Discarica “Le Crete” Orvieto, Fiorini (L.N.) “Già deciso per l’ampliamento”

Il capogruppo della Lega, “Regione e Comune avalleranno il progetto di sopraelevazione del 2° calanco della discarica”

“Le carte sono scoperte: il Comune di Orvieto con il sindaco Germani e la Giunta Marini in Regione avalleranno il progetto di sopraelevazione del secondo calanco della discarica Le Crete”.

A intervenire è il capogruppo Lega Nord Umbria, Emanuele Fiorini.  “Le recenti dichiarazioni dell’assessore regionale all’ambiente Fernanda Cecchini – prosegue – non lasciano dubbi a tal proposito. Cercando di nascondere le reali intenzioni con termini del tipo valorizzazione del sito, Comune e Regione hanno lasciato intendere di non volersi opporre a un aumento della cubatura, andando contro il parere espresso dall’assemblea regionale e, soprattutto, contro il volere dei cittadini orvietani.

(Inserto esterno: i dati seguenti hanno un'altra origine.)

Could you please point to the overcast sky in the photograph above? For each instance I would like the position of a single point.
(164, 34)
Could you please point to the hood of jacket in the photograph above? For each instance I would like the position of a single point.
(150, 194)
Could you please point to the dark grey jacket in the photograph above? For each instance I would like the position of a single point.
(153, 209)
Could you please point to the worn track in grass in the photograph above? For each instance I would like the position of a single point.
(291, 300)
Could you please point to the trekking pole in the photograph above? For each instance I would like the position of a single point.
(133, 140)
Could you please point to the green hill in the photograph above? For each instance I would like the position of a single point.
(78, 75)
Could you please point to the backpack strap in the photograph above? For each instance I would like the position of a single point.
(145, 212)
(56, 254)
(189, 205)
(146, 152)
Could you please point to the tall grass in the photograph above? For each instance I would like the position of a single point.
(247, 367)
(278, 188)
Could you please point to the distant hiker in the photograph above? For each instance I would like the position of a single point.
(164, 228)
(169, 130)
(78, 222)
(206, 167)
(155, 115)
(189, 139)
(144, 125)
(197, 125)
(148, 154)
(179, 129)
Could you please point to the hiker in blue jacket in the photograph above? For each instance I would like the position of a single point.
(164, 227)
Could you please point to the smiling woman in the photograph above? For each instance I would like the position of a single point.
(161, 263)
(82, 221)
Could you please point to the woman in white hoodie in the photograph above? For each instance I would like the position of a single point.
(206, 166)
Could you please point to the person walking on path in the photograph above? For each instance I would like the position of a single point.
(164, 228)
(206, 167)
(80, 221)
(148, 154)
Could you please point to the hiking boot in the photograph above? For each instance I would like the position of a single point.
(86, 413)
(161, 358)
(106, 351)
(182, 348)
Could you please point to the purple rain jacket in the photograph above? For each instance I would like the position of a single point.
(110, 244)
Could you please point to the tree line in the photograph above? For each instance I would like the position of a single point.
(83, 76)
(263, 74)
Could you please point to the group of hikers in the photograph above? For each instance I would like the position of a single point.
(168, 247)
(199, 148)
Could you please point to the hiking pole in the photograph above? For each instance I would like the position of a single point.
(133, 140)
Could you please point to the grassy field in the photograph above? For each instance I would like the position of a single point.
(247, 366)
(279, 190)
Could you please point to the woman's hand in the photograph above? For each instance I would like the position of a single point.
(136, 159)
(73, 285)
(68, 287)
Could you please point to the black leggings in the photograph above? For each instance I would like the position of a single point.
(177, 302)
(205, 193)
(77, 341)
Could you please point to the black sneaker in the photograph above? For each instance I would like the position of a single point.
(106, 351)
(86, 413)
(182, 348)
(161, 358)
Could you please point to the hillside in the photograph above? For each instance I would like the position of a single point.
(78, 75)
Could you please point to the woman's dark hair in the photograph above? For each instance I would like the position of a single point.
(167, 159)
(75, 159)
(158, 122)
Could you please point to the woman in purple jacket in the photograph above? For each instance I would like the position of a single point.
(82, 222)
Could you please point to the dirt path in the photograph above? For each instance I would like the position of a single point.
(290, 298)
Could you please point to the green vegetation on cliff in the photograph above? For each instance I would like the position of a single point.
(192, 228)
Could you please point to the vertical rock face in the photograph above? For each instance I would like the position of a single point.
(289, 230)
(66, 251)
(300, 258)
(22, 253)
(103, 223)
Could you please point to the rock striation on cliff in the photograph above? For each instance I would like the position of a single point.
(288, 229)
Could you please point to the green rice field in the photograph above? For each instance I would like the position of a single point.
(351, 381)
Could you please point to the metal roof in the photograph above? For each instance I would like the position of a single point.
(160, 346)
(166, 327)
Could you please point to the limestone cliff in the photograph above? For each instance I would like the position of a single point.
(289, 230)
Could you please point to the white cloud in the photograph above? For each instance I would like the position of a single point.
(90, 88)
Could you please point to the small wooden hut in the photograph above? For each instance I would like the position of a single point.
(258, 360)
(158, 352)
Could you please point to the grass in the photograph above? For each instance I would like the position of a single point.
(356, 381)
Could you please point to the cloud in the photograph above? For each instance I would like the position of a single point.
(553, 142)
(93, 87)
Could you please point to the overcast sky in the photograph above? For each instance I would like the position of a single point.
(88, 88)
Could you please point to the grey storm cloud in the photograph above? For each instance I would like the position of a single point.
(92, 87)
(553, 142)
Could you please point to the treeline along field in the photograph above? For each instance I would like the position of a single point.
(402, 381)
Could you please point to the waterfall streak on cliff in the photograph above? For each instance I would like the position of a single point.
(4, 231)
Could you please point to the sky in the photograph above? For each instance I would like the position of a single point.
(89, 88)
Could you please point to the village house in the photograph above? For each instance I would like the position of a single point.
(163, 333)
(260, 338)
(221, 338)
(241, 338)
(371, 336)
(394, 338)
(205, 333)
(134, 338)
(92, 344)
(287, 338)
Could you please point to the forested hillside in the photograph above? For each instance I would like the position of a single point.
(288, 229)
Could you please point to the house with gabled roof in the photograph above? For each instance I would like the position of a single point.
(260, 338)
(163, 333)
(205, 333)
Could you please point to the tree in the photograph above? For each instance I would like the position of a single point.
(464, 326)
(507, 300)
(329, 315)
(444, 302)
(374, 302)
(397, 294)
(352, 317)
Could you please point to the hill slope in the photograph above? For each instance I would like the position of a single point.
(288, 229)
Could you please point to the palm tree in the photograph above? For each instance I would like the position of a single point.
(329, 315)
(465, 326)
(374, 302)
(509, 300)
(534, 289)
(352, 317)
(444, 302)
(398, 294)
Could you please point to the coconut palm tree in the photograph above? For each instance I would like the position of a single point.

Riteniamo che decisioni come questa debbano essere spunto di dibattito in consiglio o in commissione competente. Crediamo che il territorio orvietano abbia già sopportato abbastanza il peso di anni di mala gestione del sistema rifiuti e raccolta differenziata della Regione Umbria. Tra l’altro si continuano a prendere decisioni sulla pelle dei cittadini senza avere coscienza di quello che in realtà si sta facendo.

Infatti, la mozione della Lega Nord Umbria sull’utilizzo di un georadar per capire cosa realmente è stato depositato in discarica in anni di mancati controlli, seppur approvata in consiglio ormai da quasi un anno, non è mai stata attuata. Riteniamo indispensabile procedere con tale accertamento prima di discutere qualsiasi progetto relativo alla discarica.  Non è certo questa la trasparenza con la quale vogliamo vengano prese tali decisioni di vitale importanza per la salvaguardia del territorio orvietano e la salute dei cittadini. Siamo pronti, insieme a tutti gli orvietani che tengono all’ambiente, alla salute e alla conservazione del patrimonio e dei prodotti locali, a scendere in piazza per impedire un tale scempio”.